A deliberação pela diretoria é critério necessário para a publicação do edital de licitação dos pedágios, assim como a assinatura do convênio de delegação das rodovias por parte do governo estadual ao governo federal.
A ANTT informa que a documentação referente aos editais será disponibilizada após aprovação pela diretoria e publicação no Diário Oficial, na área de downloads da página de cada projeto.
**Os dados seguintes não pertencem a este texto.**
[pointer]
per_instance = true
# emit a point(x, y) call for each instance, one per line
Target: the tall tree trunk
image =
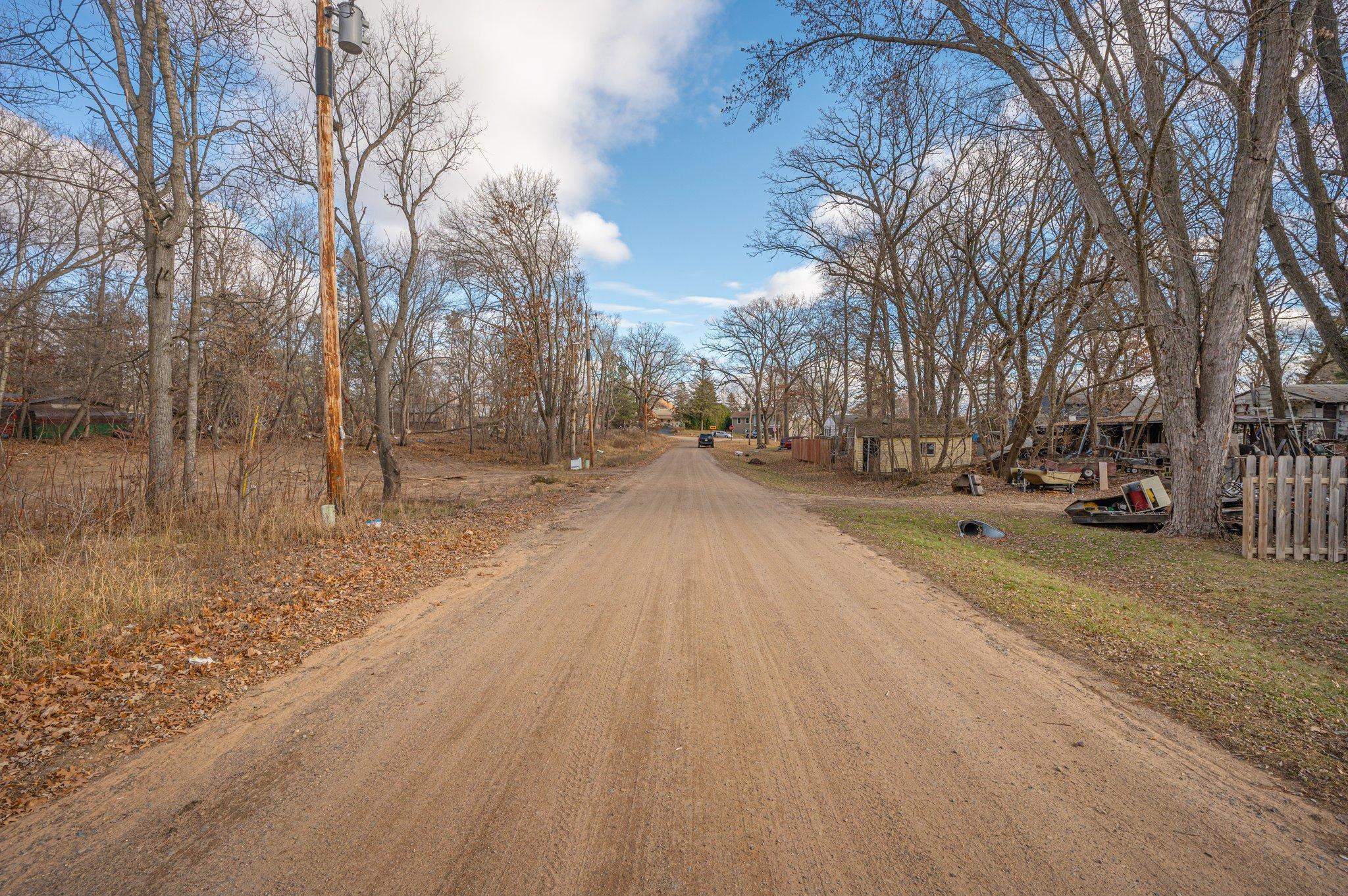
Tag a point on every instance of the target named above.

Sobre os documentos atualmente disponíveis, de 2021, a agência esclarece que tratam-se dos estudos e minutas de documentos produzidos após a audiência pública e que foram submetidos à análise do TCU. Segundo a agência, após a publicação do Acórdão, os estudos e documentos foram revisados e atualizados, contemplando os ajustes necessários para a publicação do edital, que estarão disponíveis para acesso após aprovação da diretoria.
O órgão diz ainda que o modelo de fiscalização do cumprimento dos contratos de concessão ficará a cargo da ANTT, que utilizará seu escritório local para fiscalizar o trecho com apoio de fiscais de campo e de empresas supervisoras contratadas. Também está sendo discutido Acordo de Cooperação Técnica (ACT) com o governo do Paraná que permitirá troca de informações sobre o andamento dos contratos de concessão paranaenses. Além desse canal, a agência garante que o contrato prevê revisões periódicas em que a sociedade paranaense será ouvida.
O modelo de menor tarifa mais aporte é, por enquanto, proposto para os lotes 1 e 2 das concessões. As prerrogativas dos demais lotes, de 3 a 6, estão em fase de aprovação pelo TCU. A Gazeta do Povo questionou o tribunal quanto ao andamento da análise, mas não obteve resposta até a publicação desta reportagem.
A Gazeta do Povo questionou o Ministério dos Transportes e a assessoria da Presidência da República quanto aos protocolos de assinatura do convênio de delegação das rodovias e a agenda afirmada pelo governo do Estado, ainda sem retorno. A assessoria do governo do Paraná ressalta que as definições cabem ao governo federal, tendo confirmado tão somente a agenda que foi anunciada para esta quarta (3) pelo governador Ratinho Jr. em uma coletiva de imprensa.